Définitions

Addiction ou dépendance ?

Le terme « dépendance » est couramment employé pour parler de la dépendance à l’usage d’une substance psychoactive dont l’absence de consommation entraine un malaise psychique, voire physique, incitant le consommateur devenu dépendant à reprendre sa consommation et à la pérenniser.

Des recherches conduites dans les années 1970 dans les pays anglo-saxons, ont montré que la notion de dépendance est en fait bien plus large et englobe aussi les « toxicomanies sans drogue ». Le terme « addiction » est plutôt retenu pour regrouper les toxicomanies et les dépendances sans produits.

L’addiction qu’est-ce que c’est ?

L’addiction est une relation de dépendance plus ou moins aliénante pour l’individu, et plus ou moins acceptée voire parfois totalement rejetée par l’environnement social de ce dernier, à l’égard :

  • d’un produit : drogue, tabac, alcool, médicaments…
  • d’une pratique : jeu, achat, sexe, Internet…


Plus récemment on a mentionné la possibilité d’une addiction à tout ou presque : le travail (workaholisme), le sport etc.

Sevrage et Substitution

Le sevrage, qu’est-ce que c’est ?

C’est le stade initial de la prise en charge de consommateurs qui sont physiquement dépendants à des substances psychoactives. Le sevrage s’opère selon les cas en milieu hospitalier ou en ambulatoire (sans hébergement). Il vise à limiter le malaise physique et psychique lié au manque et ce, que l’arrêt soit brutal ou progressif.

On parle également de désintoxication ou cure de désintoxication.
Au sens strict du terme, le sevrage concerne les personnes physiquement dépendantes de l’alcool, du tabac et des opiacés. Mais il est maintenant courant de regrouper sous le terme de sevrage l’ensemble des mesures thérapeutiques destinées à aider un sujet à mettre fin à sa consommation de substances psychoactives même si cette dépendance est purement psychologique et/ou comportementale.

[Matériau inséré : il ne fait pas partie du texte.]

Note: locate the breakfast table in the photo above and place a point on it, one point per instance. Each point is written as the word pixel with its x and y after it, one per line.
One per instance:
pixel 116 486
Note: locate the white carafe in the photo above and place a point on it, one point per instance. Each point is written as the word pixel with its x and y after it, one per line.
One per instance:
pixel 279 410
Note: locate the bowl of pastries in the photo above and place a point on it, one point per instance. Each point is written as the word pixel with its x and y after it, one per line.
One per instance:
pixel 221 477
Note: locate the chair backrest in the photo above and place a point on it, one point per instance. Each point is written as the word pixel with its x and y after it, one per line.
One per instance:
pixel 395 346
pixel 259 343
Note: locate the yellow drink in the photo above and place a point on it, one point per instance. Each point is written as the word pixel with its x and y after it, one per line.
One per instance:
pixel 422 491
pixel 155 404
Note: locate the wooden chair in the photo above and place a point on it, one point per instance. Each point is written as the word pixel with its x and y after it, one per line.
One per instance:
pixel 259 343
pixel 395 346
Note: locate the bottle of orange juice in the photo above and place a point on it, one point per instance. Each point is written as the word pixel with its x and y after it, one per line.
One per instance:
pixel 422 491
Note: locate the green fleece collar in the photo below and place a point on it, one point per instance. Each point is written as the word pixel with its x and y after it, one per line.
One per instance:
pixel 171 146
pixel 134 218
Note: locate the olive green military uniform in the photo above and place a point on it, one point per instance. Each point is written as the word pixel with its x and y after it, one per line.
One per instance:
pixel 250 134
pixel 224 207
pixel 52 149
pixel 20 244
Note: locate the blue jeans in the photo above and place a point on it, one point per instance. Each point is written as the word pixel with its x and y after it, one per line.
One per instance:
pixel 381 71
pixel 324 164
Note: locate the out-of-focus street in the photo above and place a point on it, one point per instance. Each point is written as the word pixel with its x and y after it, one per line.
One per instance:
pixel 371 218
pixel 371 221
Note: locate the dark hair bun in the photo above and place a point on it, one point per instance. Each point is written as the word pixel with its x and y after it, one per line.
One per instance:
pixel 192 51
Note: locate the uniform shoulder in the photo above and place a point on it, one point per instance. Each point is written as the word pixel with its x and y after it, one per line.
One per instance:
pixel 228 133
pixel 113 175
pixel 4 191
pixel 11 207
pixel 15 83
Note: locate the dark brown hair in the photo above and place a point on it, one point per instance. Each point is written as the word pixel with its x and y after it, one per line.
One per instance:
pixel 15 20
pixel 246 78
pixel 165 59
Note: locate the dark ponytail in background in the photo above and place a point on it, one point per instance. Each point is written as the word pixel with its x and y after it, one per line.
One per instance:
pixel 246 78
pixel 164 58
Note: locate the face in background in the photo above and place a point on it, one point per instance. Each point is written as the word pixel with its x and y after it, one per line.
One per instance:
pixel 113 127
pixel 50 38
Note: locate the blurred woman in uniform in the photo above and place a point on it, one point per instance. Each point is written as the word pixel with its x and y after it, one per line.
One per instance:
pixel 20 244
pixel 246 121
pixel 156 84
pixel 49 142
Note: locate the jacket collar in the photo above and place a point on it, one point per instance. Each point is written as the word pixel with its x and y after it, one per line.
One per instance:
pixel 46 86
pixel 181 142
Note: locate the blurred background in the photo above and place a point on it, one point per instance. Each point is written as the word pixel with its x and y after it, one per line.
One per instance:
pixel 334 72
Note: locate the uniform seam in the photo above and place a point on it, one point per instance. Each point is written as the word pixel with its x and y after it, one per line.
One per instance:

L’étape suivante du sevrage appelé « postcure » repose sur un travail essentiellement psychothérapique et sur le traitement de la réaction dépressive qui fait suite à l’arrêt de la consommation. Généralement, ce soutien renforce les résultats attendus et favorise le travail sur l’insertion.

La dépendance aux barbituriques, relativement rare aujourd’hui, fait l’objet d’un sevrage par diminution progressive des doses.
La dépendance aux benzodiazépines fait également l’objet d’un sevrage par diminution très progressive des doses.

Jusqu’à récemment la prescription d’un traitement de substitution était une alternative au sevrage mais depuis quelques années les médicaments de substitution aux opiacés peuvent être prescrits comme une aide au sevrage, au moins dans les premiers temps de la recherche de l’abstinence.

La substitution, qu’est-ce que c’est ?

Le principe du médicament de substitution est d’administrer au consommateur une substance ayant une activité pharmacologique similaire à celle du produit addictif.
La substitution permet d’éviter les effets physique et psychique du « manque », de stabiliser et/ou de diminuer la consommation d’héroïne et surtout, de mettre en place les  aides psychologique et sociale suffisantes pour réduire au minimum les risques de rechute.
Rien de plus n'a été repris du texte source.